Deployment Config#

struct SpecDecodeDraftingConfig#

User-supplied drafting parameters for speculative decoding.

Caller-side input to createDeploymentConfig. The factory consumes this together with the parsed engine configs to produce the consolidated SpecDecodeConfig stored on DeploymentConfig::specConfig.

Public Members

int32_t draftingTopK = {0}#: Tokens to select from one predecessor during draft expansion.

int32_t draftingStep = {0}#: Number of drafting steps with draft model.

int32_t verifySize = {0}#: Number of proposal tokens for base model verification.

struct SpecDecodeConfig#

Consolidated speculative decoding deployment configuration.

Holds every draft/verify speculative decoding value the runtime needs in one place, sourced from three inputs:

the base engine’s parsed config (baseOutputHiddenDim, maxVerifySize),
the draft engine’s parsed config (draftHiddenSize, maxDraftProposalSize),
the caller-supplied SpecDecodeDraftingConfig drafting parameters (draftingTopK, draftingStep, verifySize).

createDeploymentConfig populates this struct after both engine configs are parsed and validates the requested drafting shape against the engine capacities.

Public Members

int32_t baseOutputHiddenDim = {}#: Base engine output hidden dim as seen by the draft (= the third dim of the draft’s hidden_states_input binding). Sourced from the draft config’s base_model_hidden_size: base.hiddenSize * 3 for EAGLE-3, base.hiddenSize for MTP. NOT a base.hiddenSize * 3 derivation.

int32_t draftHiddenSize = {}#: Draft engine hidden dim (= draft.hiddenSize). Shared across all spec-decode strategies; the actual value differs per strategy (EAGLE-3 draft has its own independent hidden size; MTP draft equals base hidden size).

int32_t maxVerifySize = {}#: Max seq_len the base engine accepts for proposal verification.

int32_t maxDraftProposalSize = {}#: Max seq_len the draft engine accepts for proposal generation.

int32_t draftingTopK = {}#: Tokens to select from one predecessor during draft expansion.

int32_t draftingStep = {}#: Number of drafting steps with draft model.

int32_t verifySize = {}#: Number of proposal tokens for base model verification.

struct DeploymentConfig#

Complete deployment configuration: the base engine’s config, optional draft engine config, and optional consolidated speculative decoding settings.
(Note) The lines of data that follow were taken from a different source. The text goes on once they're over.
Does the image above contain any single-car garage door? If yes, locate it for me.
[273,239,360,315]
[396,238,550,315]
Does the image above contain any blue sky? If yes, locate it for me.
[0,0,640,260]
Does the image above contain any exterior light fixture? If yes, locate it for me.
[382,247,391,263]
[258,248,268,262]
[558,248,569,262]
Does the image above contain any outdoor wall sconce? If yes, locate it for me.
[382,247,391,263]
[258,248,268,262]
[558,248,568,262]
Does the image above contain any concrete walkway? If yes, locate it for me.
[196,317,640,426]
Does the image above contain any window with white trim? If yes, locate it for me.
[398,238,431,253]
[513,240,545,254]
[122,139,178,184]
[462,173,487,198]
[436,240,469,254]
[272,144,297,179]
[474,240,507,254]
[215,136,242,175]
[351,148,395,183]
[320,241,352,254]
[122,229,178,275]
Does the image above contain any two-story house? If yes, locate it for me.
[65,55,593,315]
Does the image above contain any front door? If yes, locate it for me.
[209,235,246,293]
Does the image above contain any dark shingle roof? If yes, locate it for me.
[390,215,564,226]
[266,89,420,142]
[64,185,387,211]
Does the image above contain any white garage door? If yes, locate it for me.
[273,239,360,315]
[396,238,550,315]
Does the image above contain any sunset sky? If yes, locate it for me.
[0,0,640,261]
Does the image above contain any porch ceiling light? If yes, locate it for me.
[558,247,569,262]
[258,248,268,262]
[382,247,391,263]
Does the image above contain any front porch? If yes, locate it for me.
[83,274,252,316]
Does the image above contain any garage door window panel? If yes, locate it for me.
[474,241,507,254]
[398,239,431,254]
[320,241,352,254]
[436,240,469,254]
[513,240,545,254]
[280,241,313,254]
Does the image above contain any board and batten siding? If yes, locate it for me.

For non-speculative deployments draft and specConfig are both absent. When specConfig is present draft must also be present — the factory enforces this invariant.

Public Functions

int32_t maxRuntimeBatchSize() const#: Maximum runtime batch size across the bundle. Returns the base engine’s maxSupportedBatchSize when there is no draft; otherwise returns the min of base and draft. Logs a warning if base and draft disagree.
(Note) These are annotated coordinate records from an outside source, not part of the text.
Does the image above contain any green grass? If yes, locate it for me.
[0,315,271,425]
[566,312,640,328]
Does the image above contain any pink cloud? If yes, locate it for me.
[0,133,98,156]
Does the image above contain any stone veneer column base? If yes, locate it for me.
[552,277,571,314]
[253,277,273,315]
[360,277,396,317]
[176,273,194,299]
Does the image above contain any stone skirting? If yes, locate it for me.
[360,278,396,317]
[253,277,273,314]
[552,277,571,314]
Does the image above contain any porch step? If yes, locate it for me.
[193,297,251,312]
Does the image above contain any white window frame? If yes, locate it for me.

int32_t effectiveMaxDraftProposalSize() const#: Effective maximum proposal size across drafting and verification. Returns max(specConfig->maxDraftProposalSize, specConfig->verifySize). Speculative decode only — throws std::runtime_error if specConfig is not set.

SpecDecodeMode specDecodeMode() const noexcept#: Return the concrete speculative decoding mode declared by the engine bundle.

Public Members

LLMEngineConfig base#: Parsed base engine configuration.

std::optional<LLMEngineConfig> draft#: Parsed draft engine configuration.

std::optional<SpecDecodeConfig> specConfig#: Consolidated speculative decoding settings.

DeploymentConfig trt_edgellm::rt::createDeploymentConfig( std::filesystem::path const &baseConfigPath, std::optional<std::filesystem::path> const &draftConfigPath, std::optional<SpecDecodeDraftingConfig> const &draftingConfig )#

Create a DeploymentConfig from engine config paths and optional user-side drafting.

Parses baseConfigPath via parseEngineConfig.
If draftConfigPath is set, parses it via parseDraftEngineConfig.
If draftingConfig is set, draftConfigPath must also be set (else throws).
If draftingConfig is set, builds specConfig by combining the engines’ capacities with the user-supplied drafting parameters, and validates them against the engines’ capacities:
- specConfig->verifySize <= specConfig->maxVerifySize
- specConfig->draftingStep * specConfig->draftingTopK <= specConfig->maxDraftProposalSize Throws with named-fields message on violation.

Throws:: std::runtime_error – on any validation failure or parse failure.